吳景欽/真理大學法律系所副教授、刑事法研究中心主任
又有台北市議員(潘懷宗)、新北市議員(曾煥嘉),因涉嫌詐領公費助理薪資,並分別由法院裁定保釋、羈押。雖然,對於議員詐領助理費,也非什麼新鮮事,但令人疑惑的是,如此頻傳的事件,到底是議員真心想貪、抑或是制度使然?
在1999年,《地方制度法》公布實施後,於隔年,立法院即通過「地方民意代表費用支給及村里長事務補助費補助條例」,關於議員的助理薪資,總算有了法律依據。而根據此條例第6條,直轄市議員每人得聘用公費助理6人至8人,縣市議員每人得聘用公費助理2人至4人,且每位議員助理費的總額不超過24萬元、每位助理的薪資上限則為8萬元。
議員已有為民服務預算
至於具體的核銷程序,法律並未明文,而是依據內政部的函示,以議員提供助理名單、薪資金額與其帳戶,並由議會直接撥款。由於議會不可能去實質審查所提資料的真假,尤其是議員服務的對象與事項,實屬多元與複雜,致難以查核助理是否為人頭。如此的結果,自然會帶來亂象叢生。

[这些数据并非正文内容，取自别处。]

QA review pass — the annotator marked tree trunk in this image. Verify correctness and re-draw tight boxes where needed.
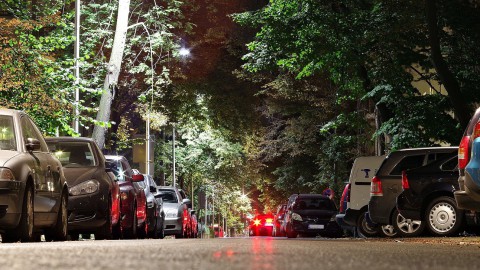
[425,0,471,129]
[92,0,130,150]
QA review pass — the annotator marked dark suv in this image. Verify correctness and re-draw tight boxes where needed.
[394,153,465,236]
[455,108,480,211]
[366,147,457,237]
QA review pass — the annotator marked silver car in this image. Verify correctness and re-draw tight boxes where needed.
[155,186,190,238]
[0,109,68,242]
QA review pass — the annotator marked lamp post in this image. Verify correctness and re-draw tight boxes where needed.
[73,0,80,133]
[127,22,155,177]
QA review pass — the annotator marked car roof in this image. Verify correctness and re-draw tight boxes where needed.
[45,136,93,142]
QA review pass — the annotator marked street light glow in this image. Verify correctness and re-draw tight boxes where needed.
[178,47,190,57]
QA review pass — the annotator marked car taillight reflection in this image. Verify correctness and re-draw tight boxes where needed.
[458,136,470,169]
[370,176,383,196]
[402,171,410,190]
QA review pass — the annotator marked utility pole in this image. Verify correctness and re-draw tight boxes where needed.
[73,0,80,134]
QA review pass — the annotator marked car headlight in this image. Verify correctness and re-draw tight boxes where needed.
[165,209,178,218]
[292,213,303,221]
[0,168,15,181]
[68,180,100,196]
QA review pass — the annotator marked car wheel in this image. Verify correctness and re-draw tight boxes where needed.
[357,212,378,238]
[379,225,398,237]
[45,191,68,241]
[95,198,113,240]
[393,210,425,237]
[425,197,464,236]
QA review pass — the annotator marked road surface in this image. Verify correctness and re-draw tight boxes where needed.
[0,237,480,270]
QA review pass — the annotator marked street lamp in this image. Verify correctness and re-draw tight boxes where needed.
[127,22,155,177]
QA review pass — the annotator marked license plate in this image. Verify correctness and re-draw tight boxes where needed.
[308,224,325,230]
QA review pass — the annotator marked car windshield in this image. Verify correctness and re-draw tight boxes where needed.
[0,115,17,151]
[158,189,178,203]
[293,198,336,210]
[48,142,97,167]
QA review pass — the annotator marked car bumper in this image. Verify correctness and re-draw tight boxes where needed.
[0,180,25,229]
[164,217,183,235]
[68,190,110,231]
[397,191,422,220]
[292,220,342,235]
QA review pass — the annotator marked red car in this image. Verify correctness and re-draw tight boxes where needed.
[105,155,147,239]
[248,214,274,236]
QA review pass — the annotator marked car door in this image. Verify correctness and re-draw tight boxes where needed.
[20,115,61,225]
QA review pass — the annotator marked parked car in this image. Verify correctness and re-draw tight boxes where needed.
[0,109,68,242]
[394,152,465,236]
[272,204,287,237]
[366,147,457,237]
[133,174,165,239]
[248,214,274,236]
[454,108,480,211]
[46,137,120,240]
[155,186,190,238]
[336,156,385,237]
[105,155,147,239]
[285,194,343,238]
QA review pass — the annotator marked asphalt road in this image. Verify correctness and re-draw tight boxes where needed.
[0,237,480,270]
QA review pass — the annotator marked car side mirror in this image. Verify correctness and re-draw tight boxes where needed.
[132,174,144,182]
[25,138,40,152]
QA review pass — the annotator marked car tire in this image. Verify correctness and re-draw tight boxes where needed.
[2,185,34,243]
[95,198,113,240]
[357,212,379,238]
[45,191,68,242]
[425,196,464,236]
[393,210,425,237]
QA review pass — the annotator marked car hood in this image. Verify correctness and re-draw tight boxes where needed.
[63,167,97,187]
[0,150,20,167]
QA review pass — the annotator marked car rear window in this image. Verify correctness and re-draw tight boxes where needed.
[390,154,425,175]
[0,115,17,151]
[293,197,336,211]
[158,189,178,203]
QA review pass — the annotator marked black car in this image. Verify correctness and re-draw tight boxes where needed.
[394,153,465,236]
[46,137,120,240]
[366,147,458,237]
[285,194,343,238]
[0,109,68,242]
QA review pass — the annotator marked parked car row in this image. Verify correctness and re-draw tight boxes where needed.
[0,109,198,242]
[270,194,343,238]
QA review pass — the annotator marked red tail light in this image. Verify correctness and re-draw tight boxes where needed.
[458,136,470,169]
[370,176,383,196]
[402,171,410,190]
[340,183,350,213]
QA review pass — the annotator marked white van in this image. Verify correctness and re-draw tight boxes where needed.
[343,156,386,237]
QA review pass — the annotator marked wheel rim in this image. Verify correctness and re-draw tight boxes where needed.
[428,202,457,233]
[27,190,33,238]
[382,225,397,237]
[397,214,422,234]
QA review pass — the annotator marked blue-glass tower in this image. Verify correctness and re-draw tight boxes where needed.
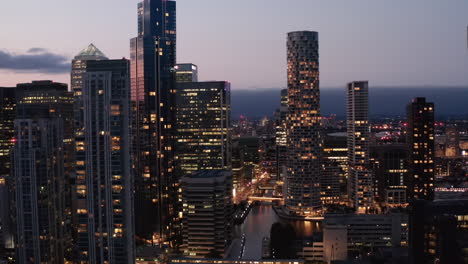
[130,0,176,248]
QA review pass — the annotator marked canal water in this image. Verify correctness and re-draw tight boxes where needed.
[234,204,320,259]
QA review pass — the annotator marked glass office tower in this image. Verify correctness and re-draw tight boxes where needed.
[176,82,232,176]
[406,97,435,200]
[12,81,73,263]
[75,59,135,264]
[346,81,374,213]
[0,87,16,261]
[285,31,322,217]
[130,0,176,245]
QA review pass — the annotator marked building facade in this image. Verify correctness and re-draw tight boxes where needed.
[346,81,374,213]
[275,89,288,180]
[284,31,322,216]
[130,0,176,245]
[175,82,232,176]
[370,143,408,207]
[181,170,233,258]
[320,132,348,204]
[75,59,135,263]
[12,81,73,263]
[0,87,16,260]
[174,63,198,83]
[406,97,435,200]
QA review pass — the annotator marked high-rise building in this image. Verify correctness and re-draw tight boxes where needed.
[181,170,233,258]
[12,81,73,263]
[320,132,348,204]
[285,31,322,216]
[370,143,408,207]
[275,89,288,180]
[75,59,135,263]
[70,44,108,136]
[130,0,176,245]
[0,87,16,262]
[175,82,232,176]
[408,199,468,264]
[346,81,374,213]
[406,97,435,200]
[174,63,198,82]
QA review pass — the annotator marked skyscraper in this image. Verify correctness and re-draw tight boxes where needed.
[275,89,288,180]
[285,31,322,216]
[0,87,16,256]
[75,59,135,263]
[181,170,233,258]
[406,97,435,200]
[174,63,198,82]
[12,81,73,263]
[71,44,108,137]
[130,0,176,245]
[346,81,374,213]
[320,132,348,204]
[370,143,408,207]
[176,82,232,176]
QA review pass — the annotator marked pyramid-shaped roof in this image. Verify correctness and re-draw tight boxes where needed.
[75,43,108,60]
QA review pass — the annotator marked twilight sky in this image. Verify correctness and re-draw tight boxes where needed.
[0,0,468,89]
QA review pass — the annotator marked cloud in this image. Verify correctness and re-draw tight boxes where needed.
[28,48,47,53]
[0,48,70,74]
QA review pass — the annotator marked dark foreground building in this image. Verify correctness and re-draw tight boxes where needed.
[12,81,73,263]
[75,59,135,264]
[406,97,435,201]
[130,0,176,246]
[409,200,468,264]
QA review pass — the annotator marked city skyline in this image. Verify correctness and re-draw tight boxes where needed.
[0,0,468,90]
[0,0,468,264]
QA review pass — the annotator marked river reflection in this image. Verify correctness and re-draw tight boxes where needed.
[234,205,321,259]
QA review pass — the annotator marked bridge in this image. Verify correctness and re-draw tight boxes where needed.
[248,196,283,202]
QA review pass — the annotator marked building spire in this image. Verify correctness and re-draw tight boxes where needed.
[75,43,108,60]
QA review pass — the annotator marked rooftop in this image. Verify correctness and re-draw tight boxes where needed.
[75,43,108,60]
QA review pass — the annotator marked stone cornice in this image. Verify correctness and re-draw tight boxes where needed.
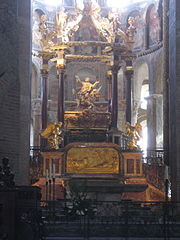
[137,42,163,57]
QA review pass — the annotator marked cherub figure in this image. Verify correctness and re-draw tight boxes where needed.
[41,122,63,150]
[75,75,101,108]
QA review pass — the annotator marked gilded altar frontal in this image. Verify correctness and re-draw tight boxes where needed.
[67,147,119,174]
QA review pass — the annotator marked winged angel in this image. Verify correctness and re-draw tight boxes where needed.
[125,122,142,150]
[39,8,82,47]
[91,2,135,48]
[41,122,63,150]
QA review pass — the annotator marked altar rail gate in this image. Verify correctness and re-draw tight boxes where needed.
[41,198,180,240]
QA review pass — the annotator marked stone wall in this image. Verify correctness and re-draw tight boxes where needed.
[169,0,180,201]
[0,0,31,184]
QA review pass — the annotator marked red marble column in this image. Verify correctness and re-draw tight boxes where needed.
[111,65,120,128]
[41,64,48,129]
[125,70,133,123]
[57,67,65,123]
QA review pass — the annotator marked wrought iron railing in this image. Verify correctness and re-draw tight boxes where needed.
[41,200,180,239]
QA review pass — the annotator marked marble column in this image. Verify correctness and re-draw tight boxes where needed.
[0,0,31,185]
[41,59,48,130]
[111,65,120,128]
[163,0,169,164]
[125,70,134,123]
[57,66,65,123]
[168,0,180,201]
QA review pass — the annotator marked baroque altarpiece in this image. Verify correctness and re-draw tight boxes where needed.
[32,1,165,200]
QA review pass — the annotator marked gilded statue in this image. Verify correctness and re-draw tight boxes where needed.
[125,122,142,150]
[39,14,48,39]
[41,122,63,150]
[75,75,101,109]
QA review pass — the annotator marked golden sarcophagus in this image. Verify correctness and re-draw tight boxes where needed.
[66,143,120,174]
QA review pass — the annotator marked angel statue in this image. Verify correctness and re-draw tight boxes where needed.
[125,122,142,150]
[41,122,63,150]
[75,75,101,109]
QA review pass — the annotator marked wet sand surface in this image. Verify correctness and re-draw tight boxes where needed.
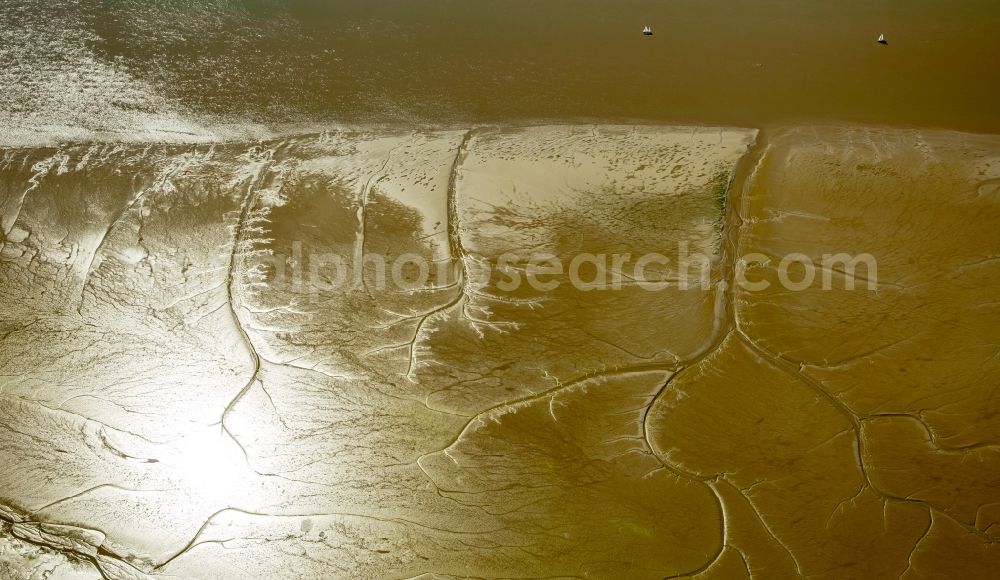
[0,0,1000,580]
[0,126,1000,578]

而若議員提供不實的公費助理資料,並因此將助理薪資納入私人口袋,就涉及《貪污治罪條例》第5條第1項第2款,法定刑為7年以上有期徒刑的公務員利用職務機會詐取財物之重罪,似無任何疑問。惟當議員被訴追且於司法程序提出,這些助理薪資乃用於為民服務並非為己所用之證據,能否因此擺脫罪責呢?
由於此等費用是屬助理而非議員的實質薪資,再加以「地方民意代表費用支給及村里長事務補助費補助條例」第5條第1項,議會亦須為議員編列為民服務費之預算,故兩者費用的性質與目的既不相同,自不能以事後非收入私有,即可因此免除刑責,致僅能為量刑審酌之因素。
法律規定無用人之彈性
只是隨著為民服務及法案提出的需求不斷增加,但在公費助理的法定名額有限下,若議員將每月24萬元的總額核銷完畢後,要求公費助理將其薪資投入大水庫為分配,以能使未納入公費,但實質為助理工作者,亦能領取薪水,是否亦會觸犯貪污重罪,就會產生疑問。而於司法實務,雖有以無意圖為自己不法所有及議員與助理屬僱佣關係為由,以來阻卻貪污罪之成立,卻也碰觸權力分立的紅線。
總之,議員詐領助理費用,無論是為個人私欲,抑或是為民服務,都凸顯現行制度必有缺失。尤其在法律明訂總額與人數下,實缺乏因地制宜之權衡,更無用人之彈性,致該為檢討與修正。